Apple Macintosh computers of the 1990s came with a system ROM containing an Open Firmware implementation and the Mac Toolbox required to start the operating system. In many cases this was on a SIMM-like daughter board, and it would have been a true ROM that was unable to be reprogrammed. This is not the end of the story though, and [Doug Brown] set out on the trail of a Flash-based ROM module allowing the firmware on these machines to be updated.
The trail was warm thanks to an Apple developer utility found on a secondhand Mac prototype, allowing ROM flashing.

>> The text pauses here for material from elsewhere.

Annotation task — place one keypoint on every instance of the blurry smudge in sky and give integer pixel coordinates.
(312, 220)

A little disassembly allowed a list of valid IDs to be made, and this info coupled with a bit of reverse engineering from online photos of a real Apple Flash ROM from the ’90s allowed a new board to be created with four Am28F020 chips. He can now flash at will, with such oddities as running ROMs from different machines with the “wrong” startup chime. It’s an interesting little piece of 1990s Mac trivia, settled.

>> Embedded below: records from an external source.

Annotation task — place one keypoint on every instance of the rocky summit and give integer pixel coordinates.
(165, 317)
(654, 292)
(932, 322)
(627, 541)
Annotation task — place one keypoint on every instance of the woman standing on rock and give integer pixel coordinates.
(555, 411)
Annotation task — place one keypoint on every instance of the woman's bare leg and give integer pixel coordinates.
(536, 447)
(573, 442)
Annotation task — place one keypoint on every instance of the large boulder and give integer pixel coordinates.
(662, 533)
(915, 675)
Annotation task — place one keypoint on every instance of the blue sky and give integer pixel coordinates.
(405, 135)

This isn’t the first time we’ve peered at Apple ROMs, indeed some of the older ones had plenty of Easter eggs hidden within.
A lot of this is well out of my depth but boy this is crystal clear writing. Seriously this is an example of really good technical writing. Punchy and concise topic sentence, clear and logical narrative.

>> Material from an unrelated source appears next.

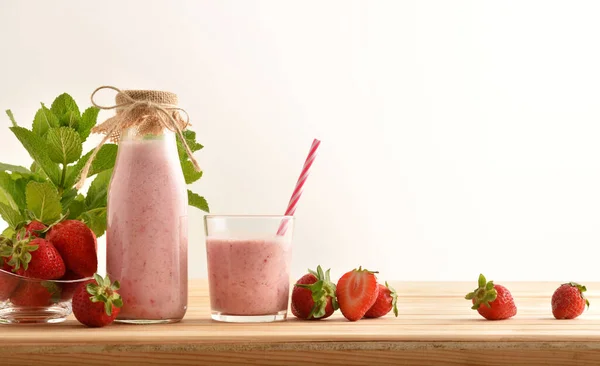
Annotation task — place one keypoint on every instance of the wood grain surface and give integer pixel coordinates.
(435, 327)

And proof it wasn’t written by an AI :) AI has yet to make a detailed *and* accurated technical write ups that can be read by the cavemen and is not full of BS.
Ahh. He can finally get the startup sounds “in tune”. It always was horrible when the boot sound sounded out of tune during a song on the speakers.
Flasher Mac… #snigger
It gets my vote too – knuck knurr!
Hmmmm. The possibility of installing BeOS on PPC Macs that didn’t support it?